A contrario, d’autres manifestent leur désaccord avec ce qu’ils considèrent comme une curée médiatique.

Roman Polanski, par exemple, voit #MeToo comme une « hystérie collective ».

De leur côté, Catherine Deneuve, Brigitte Lahaie et Catherine Millet signent, avec 97 autres, une tribune dans Le Monde pour défendre ce qu’elles considèrent comme la « liberté d’importuner » :

(...) #metoo a entraîné dans la presse et sur les réseaux sociaux une campagne de délation et de mise en accusation publique d’individus qui, sans qu’on leur laisse la possibilité ni de répondre ni de se défendre, ont été mis exactement sur le même plan que des agresseurs sexuels.(...) La confession publique, l’incursion de procureurs autoproclamés dans la sphère privée, voilà qui installe comme un climat de société totalitaire. (...) En tant que femmes, nous ne nous reconnaissons pas dans ce féminisme qui, au-delà de la dénonciation des abus de pouvoir, prend le visage d’une haine des hommes et de la sexualité. Nous pensons que la liberté de dire non à une proposition sexuelle ne va pas sans la liberté d’importuner. 
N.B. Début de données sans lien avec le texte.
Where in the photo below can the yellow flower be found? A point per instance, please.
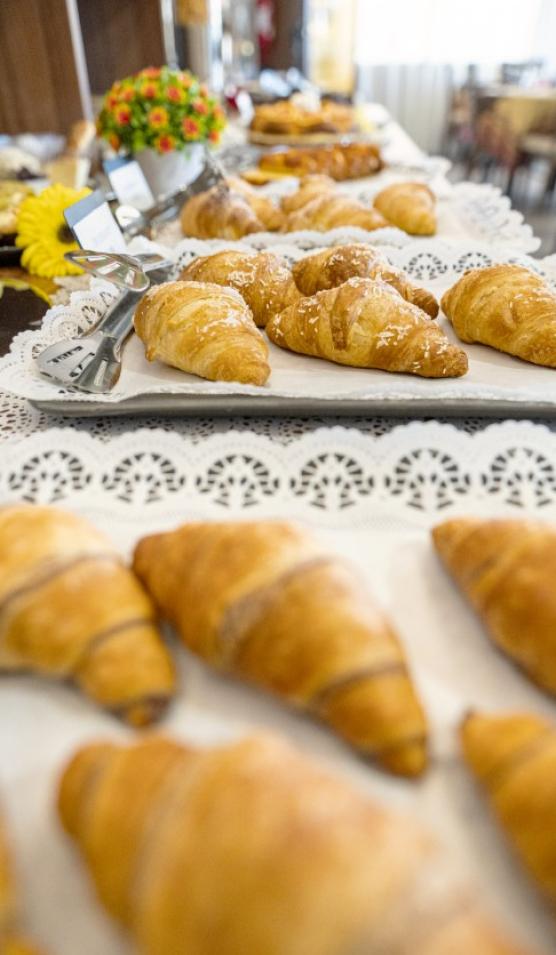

Tandis que dénonciations, accusations, et parfois interpellations (comme dans le cas de Bill Cosby - qu'Incisive détaillera en troisième partie de ce dossier) se poursuivent, qu’Hollywood (dont nous parcourrons l'histoire - et les mœurs sexuelles - en quatrième partie des Ogres) tremble sur son fondement (des Oscars au Festival de Cannes), et que des « pro » et « anti » #MeToo (mouvement que nous analyserons en seconde partie de notre dossier) s’écharpent, un silence demeure assourdissant : celui qui accueille la parole des enfants victimes.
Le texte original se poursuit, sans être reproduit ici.